G.H. Hardy was once asked what distinguished Ramanujan as a mathematician. One of the things he said was that Ramanujan had a remarkable capacity for coming up with hypotheses very quickly, but that he was also very quick to revise his hypotheses. He was nimble: If something didn’t work, he was able to pivot and revise his way of thinking. Mathematicians don’t always appreciate the power of that.

Most of the time, at least in my experience, they are a little bit too quick to just accept the conventional wisdom that a conjecture is true or false, to go along with whatever everyone else is saying.

This also taps into the idea that it’s important to make conjectures in the first place, even when they’re wrong.

Absolutely true. There’s a related issue, which is that sometimes there are deep errors in papers that can’t be fixed. And if people really want to imagine that something is true and that they’ve proved something, it can be very hard to admit mistakes.

“Disappointment hurts every time,” Calegari said, “but it’s not always a bad thing.”

Kristen Norman for Quanta Magazine

That dovetails unfortunately with how people tend to work on the conventional-wisdom version of conjectures. Because if everyone has agreed that some conjecture is probably true, and you come up with a proof of it, of course people will be critical to some extent, but they’re going to be less careful about it if it agrees with their expectations. It can be a long time before errors are found.

One of Hilbert’s problems, about families of curves defined by differential equations, was considered solved. Henri Dulac, who gave a proof of it in 1923, went to his death believing he had solved it. And then Yulij Ilyashenko found a counterexample 60 years later. These days, work in this area is much more active and lively as a result.
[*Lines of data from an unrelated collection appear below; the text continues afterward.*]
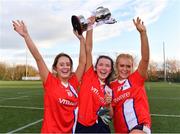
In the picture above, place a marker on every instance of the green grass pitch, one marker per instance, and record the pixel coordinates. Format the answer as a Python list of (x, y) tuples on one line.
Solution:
[(21, 106)]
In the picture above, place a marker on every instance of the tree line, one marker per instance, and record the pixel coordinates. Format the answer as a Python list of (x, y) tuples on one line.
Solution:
[(155, 71)]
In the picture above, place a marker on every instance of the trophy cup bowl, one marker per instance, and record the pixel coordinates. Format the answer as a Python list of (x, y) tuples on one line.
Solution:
[(102, 16), (79, 24)]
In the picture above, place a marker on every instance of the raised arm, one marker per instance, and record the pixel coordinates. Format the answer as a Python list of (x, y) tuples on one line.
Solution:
[(82, 57), (144, 62), (20, 28)]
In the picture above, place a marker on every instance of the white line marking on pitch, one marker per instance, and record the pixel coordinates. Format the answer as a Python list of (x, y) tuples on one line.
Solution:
[(166, 115), (26, 126), (21, 107)]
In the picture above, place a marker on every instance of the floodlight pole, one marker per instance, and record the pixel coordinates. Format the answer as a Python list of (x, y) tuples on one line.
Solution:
[(164, 56), (26, 64)]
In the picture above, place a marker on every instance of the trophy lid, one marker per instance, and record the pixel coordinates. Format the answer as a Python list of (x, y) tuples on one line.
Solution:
[(76, 24)]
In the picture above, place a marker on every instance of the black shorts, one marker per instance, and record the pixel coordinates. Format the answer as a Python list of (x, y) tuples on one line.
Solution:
[(99, 127)]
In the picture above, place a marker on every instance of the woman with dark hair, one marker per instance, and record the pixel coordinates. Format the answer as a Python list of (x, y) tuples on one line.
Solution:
[(60, 91), (95, 95)]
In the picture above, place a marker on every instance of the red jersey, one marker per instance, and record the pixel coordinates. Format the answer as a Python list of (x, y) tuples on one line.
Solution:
[(60, 105), (91, 98), (130, 103)]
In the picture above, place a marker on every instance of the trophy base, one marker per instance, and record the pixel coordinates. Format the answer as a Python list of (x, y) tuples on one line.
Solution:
[(76, 24)]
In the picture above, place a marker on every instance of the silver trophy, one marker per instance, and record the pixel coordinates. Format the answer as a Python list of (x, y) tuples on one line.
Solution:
[(102, 16)]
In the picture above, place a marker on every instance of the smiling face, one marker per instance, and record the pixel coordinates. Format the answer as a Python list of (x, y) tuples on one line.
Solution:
[(103, 68), (124, 66), (63, 66)]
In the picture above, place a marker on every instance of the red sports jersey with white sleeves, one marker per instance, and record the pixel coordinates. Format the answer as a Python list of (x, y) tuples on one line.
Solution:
[(91, 98), (60, 105), (130, 103)]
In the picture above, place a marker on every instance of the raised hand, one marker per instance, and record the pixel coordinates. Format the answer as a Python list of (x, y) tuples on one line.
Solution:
[(20, 28), (139, 25), (80, 37)]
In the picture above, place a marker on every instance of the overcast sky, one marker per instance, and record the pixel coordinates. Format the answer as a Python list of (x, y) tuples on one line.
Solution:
[(49, 24)]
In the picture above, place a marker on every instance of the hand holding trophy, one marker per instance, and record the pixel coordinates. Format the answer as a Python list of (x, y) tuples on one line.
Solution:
[(101, 15)]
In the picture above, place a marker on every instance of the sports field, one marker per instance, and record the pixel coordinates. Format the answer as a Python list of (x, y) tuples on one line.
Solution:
[(21, 106)]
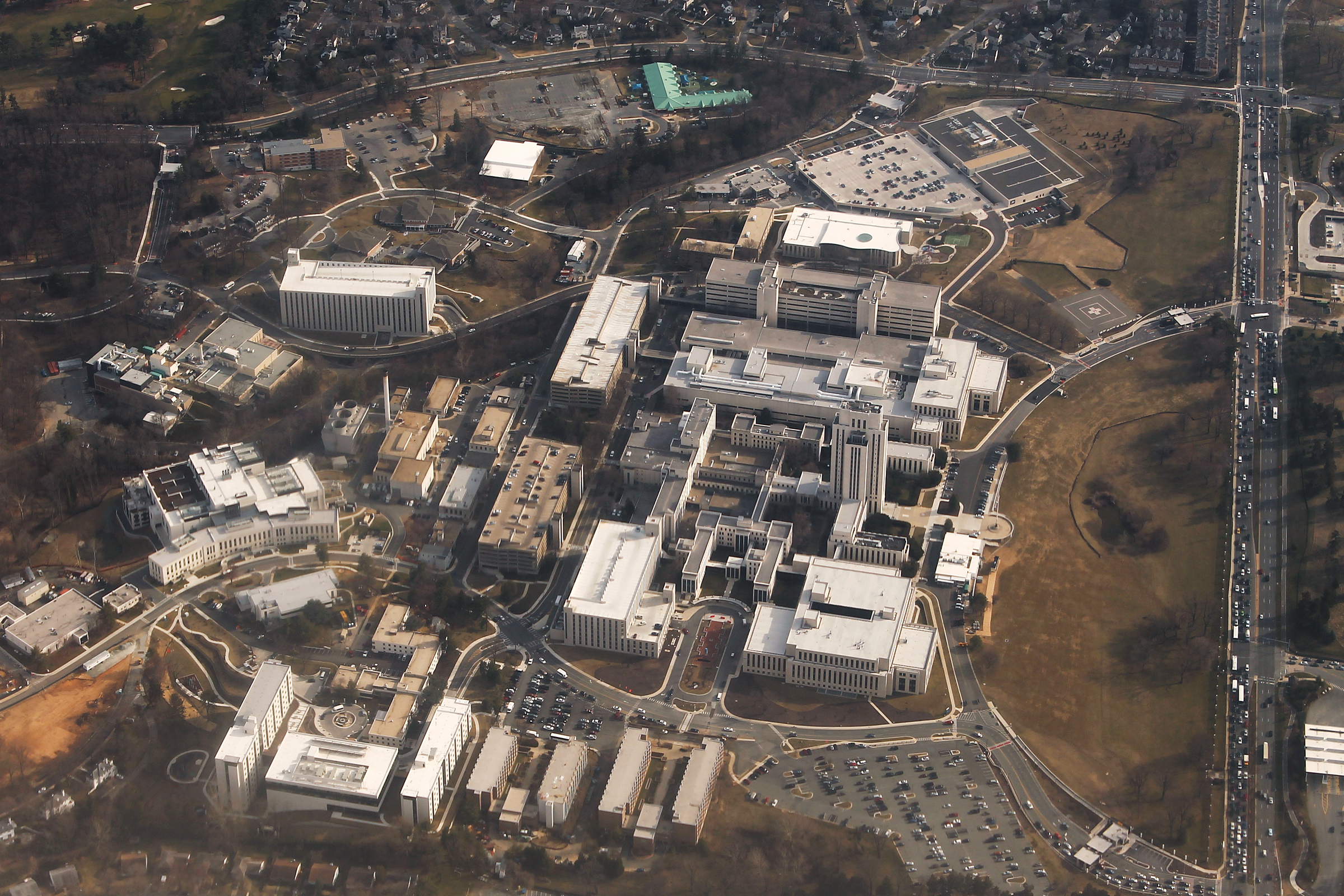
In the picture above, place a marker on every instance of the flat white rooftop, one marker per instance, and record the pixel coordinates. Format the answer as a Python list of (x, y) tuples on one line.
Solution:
[(1324, 750), (444, 736), (338, 767), (357, 278), (599, 340), (610, 582), (512, 160), (631, 758), (823, 227)]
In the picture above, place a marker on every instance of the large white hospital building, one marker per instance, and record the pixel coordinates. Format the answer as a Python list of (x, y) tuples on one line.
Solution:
[(256, 726), (852, 633), (223, 503), (357, 297)]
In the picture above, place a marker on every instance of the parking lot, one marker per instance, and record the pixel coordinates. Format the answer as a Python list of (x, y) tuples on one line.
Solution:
[(385, 144), (940, 804)]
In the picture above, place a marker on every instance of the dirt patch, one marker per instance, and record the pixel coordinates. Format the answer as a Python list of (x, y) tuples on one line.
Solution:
[(633, 675), (1105, 636), (52, 723)]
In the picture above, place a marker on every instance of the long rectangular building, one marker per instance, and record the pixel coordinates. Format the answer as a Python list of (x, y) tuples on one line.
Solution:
[(823, 301), (357, 297), (447, 732), (610, 606), (626, 785), (697, 792), (852, 633), (603, 343), (528, 520), (494, 763), (256, 725)]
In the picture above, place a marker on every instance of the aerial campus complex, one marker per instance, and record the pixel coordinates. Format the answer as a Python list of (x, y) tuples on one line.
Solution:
[(690, 503)]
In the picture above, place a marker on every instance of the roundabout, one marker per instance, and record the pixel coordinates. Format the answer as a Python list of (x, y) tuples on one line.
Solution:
[(342, 720)]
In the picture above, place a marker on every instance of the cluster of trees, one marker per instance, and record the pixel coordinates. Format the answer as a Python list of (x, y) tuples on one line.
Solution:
[(1007, 302), (68, 202)]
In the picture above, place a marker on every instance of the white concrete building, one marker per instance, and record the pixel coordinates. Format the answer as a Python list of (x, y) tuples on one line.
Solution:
[(697, 792), (324, 774), (447, 732), (66, 620), (626, 783), (340, 432), (494, 765), (561, 783), (512, 160), (225, 503), (835, 235), (959, 561), (610, 606), (852, 633), (357, 297), (270, 604), (259, 720), (822, 301), (463, 493), (603, 344)]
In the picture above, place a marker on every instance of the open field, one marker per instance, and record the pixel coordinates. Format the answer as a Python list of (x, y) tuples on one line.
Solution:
[(95, 538), (49, 725), (1156, 199), (633, 675), (1108, 610), (1054, 278)]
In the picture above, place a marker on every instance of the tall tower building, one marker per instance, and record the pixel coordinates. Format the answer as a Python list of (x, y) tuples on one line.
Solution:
[(859, 454)]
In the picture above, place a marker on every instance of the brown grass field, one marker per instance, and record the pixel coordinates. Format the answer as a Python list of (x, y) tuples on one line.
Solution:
[(635, 675), (1107, 615)]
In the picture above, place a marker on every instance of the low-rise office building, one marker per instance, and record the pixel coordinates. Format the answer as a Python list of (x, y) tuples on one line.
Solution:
[(843, 237), (822, 301), (259, 720), (66, 620), (270, 604), (528, 520), (561, 783), (463, 493), (610, 606), (225, 503), (350, 297), (852, 633), (323, 774), (603, 344), (697, 792), (494, 765), (626, 783), (447, 732), (343, 426)]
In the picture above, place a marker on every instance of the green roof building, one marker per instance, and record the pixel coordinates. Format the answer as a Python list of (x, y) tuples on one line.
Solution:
[(666, 88)]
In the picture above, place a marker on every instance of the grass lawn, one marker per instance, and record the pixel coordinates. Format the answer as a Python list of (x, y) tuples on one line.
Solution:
[(1120, 530), (635, 675), (93, 534), (1117, 235), (1054, 278), (944, 273)]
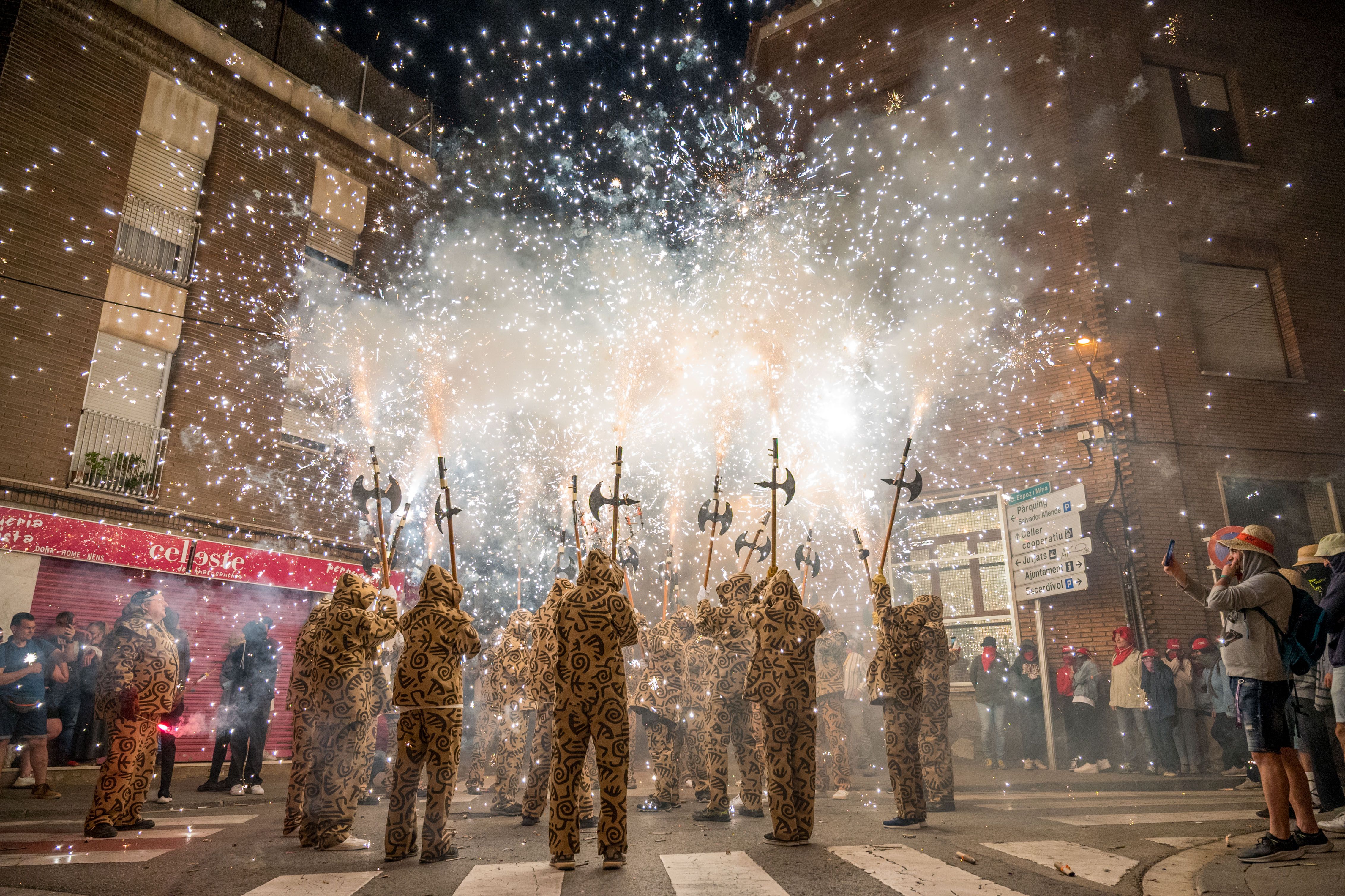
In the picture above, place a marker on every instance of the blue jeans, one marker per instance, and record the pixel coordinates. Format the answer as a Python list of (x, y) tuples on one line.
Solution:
[(993, 722)]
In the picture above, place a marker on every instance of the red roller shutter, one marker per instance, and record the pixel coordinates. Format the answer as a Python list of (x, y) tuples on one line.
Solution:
[(212, 611)]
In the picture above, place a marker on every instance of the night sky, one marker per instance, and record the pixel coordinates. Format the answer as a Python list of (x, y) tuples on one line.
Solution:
[(553, 67)]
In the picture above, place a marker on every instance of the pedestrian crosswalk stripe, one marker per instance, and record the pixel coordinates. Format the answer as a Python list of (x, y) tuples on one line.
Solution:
[(83, 859), (915, 874), (1153, 818), (713, 874), (1086, 862), (536, 879), (334, 884)]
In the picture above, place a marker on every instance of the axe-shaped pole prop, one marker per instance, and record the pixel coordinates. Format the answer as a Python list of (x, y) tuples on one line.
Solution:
[(900, 482), (397, 535)]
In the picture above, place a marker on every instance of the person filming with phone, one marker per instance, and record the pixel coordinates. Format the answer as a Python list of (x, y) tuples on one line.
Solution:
[(1254, 600)]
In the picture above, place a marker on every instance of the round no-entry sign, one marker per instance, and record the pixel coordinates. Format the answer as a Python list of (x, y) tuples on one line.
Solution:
[(1218, 553)]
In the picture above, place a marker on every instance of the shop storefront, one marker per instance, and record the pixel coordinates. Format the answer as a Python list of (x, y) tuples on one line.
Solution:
[(91, 568)]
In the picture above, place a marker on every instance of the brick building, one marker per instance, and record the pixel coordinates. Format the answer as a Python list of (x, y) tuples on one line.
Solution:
[(1181, 184), (170, 177)]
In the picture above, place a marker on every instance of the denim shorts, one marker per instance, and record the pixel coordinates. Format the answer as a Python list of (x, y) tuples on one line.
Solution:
[(1262, 707)]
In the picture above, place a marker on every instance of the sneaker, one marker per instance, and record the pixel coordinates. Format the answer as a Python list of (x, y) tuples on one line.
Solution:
[(1272, 849), (349, 844), (904, 823), (447, 856), (1315, 843)]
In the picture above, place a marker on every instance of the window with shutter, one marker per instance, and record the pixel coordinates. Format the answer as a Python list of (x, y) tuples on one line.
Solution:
[(1234, 315)]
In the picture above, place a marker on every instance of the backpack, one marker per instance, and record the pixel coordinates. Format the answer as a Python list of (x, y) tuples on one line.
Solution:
[(1305, 642)]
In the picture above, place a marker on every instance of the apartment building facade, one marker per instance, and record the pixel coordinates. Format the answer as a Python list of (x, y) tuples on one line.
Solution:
[(167, 190), (1187, 250)]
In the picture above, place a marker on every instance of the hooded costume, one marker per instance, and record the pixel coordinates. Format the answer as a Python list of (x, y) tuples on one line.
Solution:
[(834, 750), (895, 683), (730, 714), (138, 684), (937, 708), (299, 701), (594, 622), (661, 700), (782, 680), (428, 692), (512, 662), (345, 701)]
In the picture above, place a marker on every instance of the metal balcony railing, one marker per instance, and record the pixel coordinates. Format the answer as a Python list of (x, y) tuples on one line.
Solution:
[(116, 455), (157, 240)]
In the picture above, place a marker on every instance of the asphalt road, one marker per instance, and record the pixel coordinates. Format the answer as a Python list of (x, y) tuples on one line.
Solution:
[(228, 847)]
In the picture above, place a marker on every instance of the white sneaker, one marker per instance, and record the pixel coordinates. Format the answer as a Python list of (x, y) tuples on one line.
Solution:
[(350, 843)]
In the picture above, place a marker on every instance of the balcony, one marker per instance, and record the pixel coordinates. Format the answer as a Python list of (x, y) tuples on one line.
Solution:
[(118, 457), (158, 241)]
This sort of stuff can happen in mathematics. There can even be very famous problems where people claim a proof that everyone accepts, and a long time goes past before one discovers that it’s just not true. And the same kind of psychological pressures that make it difficult for people to deal with failure are at work in making it hard for people to carefully and critically evaluate arguments that they have a huge personal investment in being correct.

You spoke about how collaborative efforts have made failure more visible. Are there other ways to achieve that?

One other way is through teaching. There’s a tendency sometimes when you’re teaching to just present the material as: Here is the path, let’s go steadily along it. But I feel like it’s useful to introduce other directions, subtle aspects of the topic one might find confusing. Sometimes you need to interrupt the flow, in the sense that at first everything looks like it’s coming out naturally, and you want to say, let’s stop, this is not actually as easy as it maybe appears to be, what about this, what about that?

How does this relate to your interest in reading and writing?

It’s always hard to know what’s going on inside other people’s heads. It’s not easy to communicate the special intimate experience of one’s internal world.

And this is important in mathematics, because the way in which we think about mathematical objects is very different from what appears on the pages of a paper, or on the blackboard or something like that. Even if you have what you think of as a very clear and straightforward idea, you still have to communicate it to someone who has a very different way of thinking about things.

One of the great, tremendously useful and valuable functions of good writing is that it gives you a way of seeing what it’s like to be other people. You can see inside people’s heads. This is one of the great gifts of literature: You get to see that everyone else is weird, too, not just you.